Ну что ж, неплохо, цинично подумал Марк.
— Лучше, чем ничего. Если она уже прокутила материнские пятьдесят тысяч, ей будут гарантированы пятьдесят бутылок джина в месяц… Но Джеймс выплатит их только после личного разговора с ней.
— А как насчет меня самого?
— Я веду переговоры.
— Только не ожидайте благодарности. От меня вы можете рассчитывать на единственную благодарность — пожелание как можно скорее оказаться на глубине шесть футов под землей.
— Идите в задницу.
На сей раз в трубке раздался веселый смех.
— Боюсь, в данный момент это моя единственная альтернатива.
Марк невольно улыбнулся.
— Можете рассказать о ней подробнее, — проговорил он сухо.
— Вы явно с какой-то целью надавили на отца, — сказал Лео после секундной паузы. — Он бы скорее повесился, чем увеличил выплаты. Итак, с какой целью вы звоните?
— Вы знаете Элеонору Бартлетт? Ту, что живет в Шенстед-Хаусе?
Молчание.
— Вы когда-нибудь с ней разговаривали?

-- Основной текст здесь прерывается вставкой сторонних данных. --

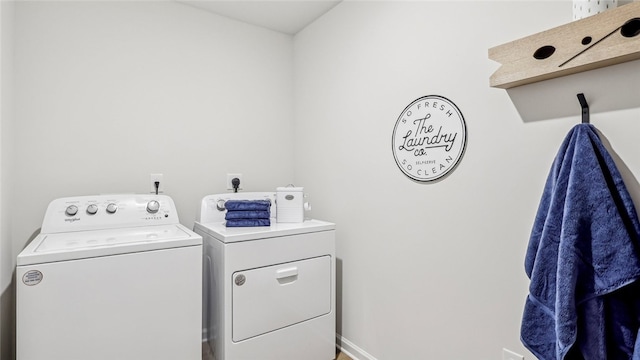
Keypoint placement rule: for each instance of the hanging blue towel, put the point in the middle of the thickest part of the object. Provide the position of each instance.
(248, 222)
(230, 215)
(583, 259)
(247, 205)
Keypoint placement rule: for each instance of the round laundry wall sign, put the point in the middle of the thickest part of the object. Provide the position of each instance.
(429, 138)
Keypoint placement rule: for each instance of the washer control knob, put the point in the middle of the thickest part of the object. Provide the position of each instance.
(112, 208)
(153, 206)
(71, 210)
(92, 209)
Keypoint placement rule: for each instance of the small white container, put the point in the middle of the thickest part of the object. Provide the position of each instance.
(289, 204)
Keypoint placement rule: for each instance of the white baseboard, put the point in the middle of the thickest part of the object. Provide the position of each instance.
(352, 350)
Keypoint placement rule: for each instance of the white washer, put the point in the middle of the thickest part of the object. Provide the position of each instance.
(269, 292)
(110, 277)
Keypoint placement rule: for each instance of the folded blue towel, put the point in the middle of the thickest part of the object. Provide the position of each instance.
(583, 259)
(247, 205)
(262, 214)
(247, 222)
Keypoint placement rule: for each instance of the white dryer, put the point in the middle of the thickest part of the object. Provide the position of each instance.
(269, 292)
(110, 277)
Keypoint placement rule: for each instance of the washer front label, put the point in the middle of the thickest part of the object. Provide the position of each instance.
(32, 277)
(429, 138)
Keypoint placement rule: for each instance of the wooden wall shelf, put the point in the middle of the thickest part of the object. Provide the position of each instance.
(605, 39)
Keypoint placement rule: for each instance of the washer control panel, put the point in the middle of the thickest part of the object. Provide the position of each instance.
(108, 212)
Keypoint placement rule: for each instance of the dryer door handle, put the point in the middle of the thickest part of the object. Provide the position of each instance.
(290, 274)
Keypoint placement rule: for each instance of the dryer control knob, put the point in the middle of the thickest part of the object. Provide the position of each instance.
(92, 209)
(112, 208)
(71, 210)
(153, 206)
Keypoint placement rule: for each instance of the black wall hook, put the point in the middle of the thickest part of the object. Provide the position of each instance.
(585, 108)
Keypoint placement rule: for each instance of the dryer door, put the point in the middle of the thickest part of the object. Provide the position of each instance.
(274, 297)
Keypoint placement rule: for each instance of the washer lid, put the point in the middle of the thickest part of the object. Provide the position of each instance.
(87, 244)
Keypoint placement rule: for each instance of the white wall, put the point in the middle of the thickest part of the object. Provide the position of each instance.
(428, 271)
(109, 92)
(6, 116)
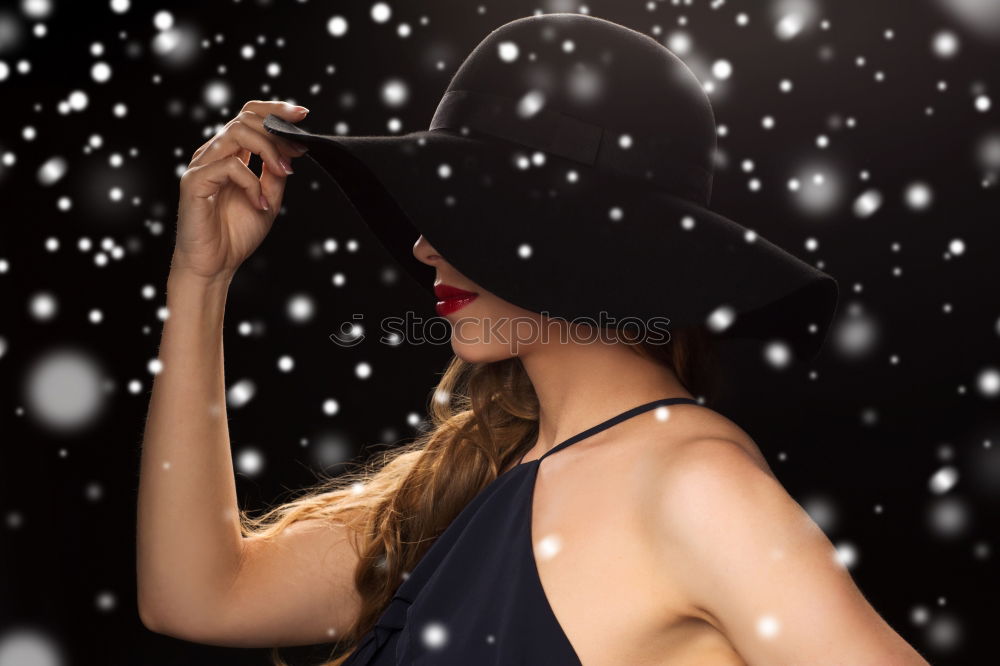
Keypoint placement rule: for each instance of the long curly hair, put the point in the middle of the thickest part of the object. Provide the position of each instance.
(483, 417)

Знакомили ее с Элизабет?
— Почему это вас так вдруг заинтересовало?
Марк подбросил воображаемую монетку. Выпало — будь откровенным. Да и в любом случае, что он теряет? Если Лео как-то причастен к происходящему, то он все и так знает. А если нет…
— Она обвиняет Джеймса в инцесте, говорит, что он отец ребенка Лиззи, и заявляет, что рассказала ей обо всем сама Лиззи. Элеонора пользовалась телефоном для запугивания Джеймса, что является уголовным преступлением, и я посоветовал ему заявить в полицию. Но прежде чем мы обратимся в полицию, мы хотим знать, правда ли, что Элеонора Бартлетт слышала все это от Лиззи.
В голосе Лео звучало торжество:
— И почему же вы полагаете, что это клевета?
— А вы полагаете, что нет?
— Зависит от того, сколько она стоит.
— Ничего не стоит.
— Ошибаетесь, дружок. Репутация отца очень много для него значит. Начните переговоры с ним, исходя из упомянутого условия, и выясните, сколько он готов заплатить за ее защиту.
Марк ответил не сразу.
— А как насчет вашей репутации, Лео? Сколько стоит она?
— У меня в данном случае с ней нет никаких проблем.
— Они, несомненно, возникнут, если я повторю наш сегодняшний разговор в полиции и добавлю к нему еще и те обвинения, которые выдвигает против вас Бекки.